Rodrigo Vianna, direto de Caracas, no Escrevinhador
A multidão nas ruas nem sempre é boa medida para avaliar um
sistema político. Existem as multidões enfurecidas, as multidões conduzidas por
ditadores. As multidões amorfas.
Acima, vemos a multidão vermelha (foto) que tomou as ruas de
Caracas para se despedir de Chávez. Do alto, imagem que impressiona. Mas é
preciso baixar à rua e olhar a história da América Latina para compreender de
que multidão se trata.
De táxi, eu tentava me aproximar do Forte Tiúna – sede do
comando das Forças Armadas da Venezuela, onde ocorre o velório de Hugo Chávez.
O motorista que me conduzia olhava a multidão nas ruas e dizia: “quanto estão
pagando a essa gente para vir até aqui?” Ah, os taxistas…
Desci do carro, segui a pé com o cinegrafista Josias Erdei.
Multidões desciam dos morros. Mães com crianças de colo, homens jovens de mãos
dadas com as mães já alquebradas pelas idade, pais conduzindo famílias inteiras
pelas ruas. Tristeza, sim, mas sem desespero. E os gritos: “Chávez vive, la
lucha sigue”.
Essa é a multidão da democracia, tantas vezes pisoteada na
América Latina. Pisoteada no assassinato de Gaitán na Colômbia em 1948, no
suicídio de Vargas em 54, nos golpes militares do Cone Sul dos anos 60 e 70. A
multidão vermelha de Caracas é a mesma que baixou dos morros, em 2002, e
garantiu o mandato de Chávez. Os golpistas tinham as televisões, os
empresários, a classe média. Chávez tinha o povão. Ou seria o contrário: o
povão tinha Chávez, e dele não abriu mão.
É preciso lembrar sempre: a multidão precede Chávez na
história da Venezuela. Não foi Chávez que inventou a multidão, mas a contrário:
a multidão é que inventou Chavez.
1989. O governo neoliberal venezuelano anuncia um aumento
geral de tarifas.
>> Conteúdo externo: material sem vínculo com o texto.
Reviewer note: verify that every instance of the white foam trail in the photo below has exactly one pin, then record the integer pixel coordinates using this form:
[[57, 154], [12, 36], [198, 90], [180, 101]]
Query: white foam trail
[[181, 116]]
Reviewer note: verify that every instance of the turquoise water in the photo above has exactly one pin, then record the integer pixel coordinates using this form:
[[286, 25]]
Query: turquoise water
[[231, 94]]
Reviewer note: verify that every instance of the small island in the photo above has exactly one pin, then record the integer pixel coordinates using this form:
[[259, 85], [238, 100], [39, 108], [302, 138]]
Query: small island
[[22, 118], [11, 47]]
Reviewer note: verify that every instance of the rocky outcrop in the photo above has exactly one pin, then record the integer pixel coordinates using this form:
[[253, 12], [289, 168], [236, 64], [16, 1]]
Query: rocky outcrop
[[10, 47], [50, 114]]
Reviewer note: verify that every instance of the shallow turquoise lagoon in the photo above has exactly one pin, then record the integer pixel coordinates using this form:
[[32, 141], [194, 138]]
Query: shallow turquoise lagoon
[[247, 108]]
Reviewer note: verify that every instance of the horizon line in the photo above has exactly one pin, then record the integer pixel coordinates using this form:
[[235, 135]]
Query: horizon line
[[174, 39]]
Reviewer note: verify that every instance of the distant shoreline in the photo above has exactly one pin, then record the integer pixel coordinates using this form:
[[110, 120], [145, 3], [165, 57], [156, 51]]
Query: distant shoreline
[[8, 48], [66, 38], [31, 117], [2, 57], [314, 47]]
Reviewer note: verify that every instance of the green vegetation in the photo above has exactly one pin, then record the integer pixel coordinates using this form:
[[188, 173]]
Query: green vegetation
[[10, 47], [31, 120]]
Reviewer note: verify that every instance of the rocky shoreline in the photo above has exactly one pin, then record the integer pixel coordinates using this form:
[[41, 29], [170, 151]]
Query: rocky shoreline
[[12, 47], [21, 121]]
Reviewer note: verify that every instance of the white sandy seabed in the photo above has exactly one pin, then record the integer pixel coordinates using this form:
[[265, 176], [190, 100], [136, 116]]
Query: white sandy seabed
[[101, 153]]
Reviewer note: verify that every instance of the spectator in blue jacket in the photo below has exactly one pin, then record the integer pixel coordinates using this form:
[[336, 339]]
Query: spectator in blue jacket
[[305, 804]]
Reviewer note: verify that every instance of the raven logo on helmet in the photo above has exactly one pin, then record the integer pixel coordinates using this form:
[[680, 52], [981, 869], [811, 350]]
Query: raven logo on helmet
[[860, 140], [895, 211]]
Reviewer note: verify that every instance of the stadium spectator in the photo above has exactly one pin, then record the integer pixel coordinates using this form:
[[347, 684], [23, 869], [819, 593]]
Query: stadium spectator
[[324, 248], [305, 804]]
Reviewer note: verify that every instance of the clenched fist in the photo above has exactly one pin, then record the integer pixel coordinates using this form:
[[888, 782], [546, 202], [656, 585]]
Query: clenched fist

A multidão, sem líder, sem controle, põe fogo em Caracas. O
Caracazo era o sintoma de que a multidão retomava o fio da história que os
idiotas neoliberais imaginavam extinto.
A multidão do Caracazo gerou o Chávez de 92: líder de uma rebelião
frustrada. Depois, viria a vitória chavista nas urnas em 1998. E um governo
sustentado pela multidão. Sempre.
Chávez é filho da multidão, por mais que dezenas de pessoas
com as quais conversei nas ruas de Caracas tendam a ver o contrário: “era como
um pai para nós”. Ah, a eterna necessidade humana de se proteger à sombra de um
pai poderoso e justo. Mas quantas vezes são os filhos que – sem perceber –
conduzem os pais!
A multidão vermelha de Caracas tem o fio da história nas
mãos. Vejo cenas emocionantes nas ruas: gente que chora ao falar o nome de
Chávez. E um bordão que se repete, mas que não se desgasta: “Chávez somos todos
nós, Chávez é a multidão”.
Na fila que passa lentamente ao lado do caixão, senhoras
desesperadas se debruçam, fazem o sinal da cruz. Soldados fardados batem
continência. Mas às vezes tudo se inverte: o soldado chora, e mulheres batem
continência ao “comandante”.
O taxista do começo do texto, coitado, faz parte de um outro
mundo. Preso à lógica mercantil, acredita que as pessoas só se movem quando são
“pagas”. Mas a multidão de Caracas se move por outros caminhos. A multidão de
Caracas parece disposta a conduzir o fio da história.
Discursos derramados na TV. E de repente o aviso (chocante
para mim, confesso) de que Chávez será “embalsamado”. Que apego à figura do
líder! Chávez, preso numa urna de cristal, não pode fazer nada. É apenas uma
alegoria – algo fantasmagórica – num país em que a história se escreve pelas
multidão: em 89 no Caracazo, em 2002 na reação ao golpe, em tantas e tantas
eleições… E agora também na despedida do líder.
Dia seguinte, sexta-feira: a multidão interrompe sua lenta
caminhada ao largo do saguão onde ocorrre o velório. Agora são os chefes de
Estado que prestam homenagem a Chávez. Simbolicamente, Nicolás Maduro ergue uma
réplica da espada de Bolívar. E a deposita sobre o caixão.
Bolívar conduzia a multidão. Chávez foi conduzido por ela. A
multidão vermelha de Caracas faz história.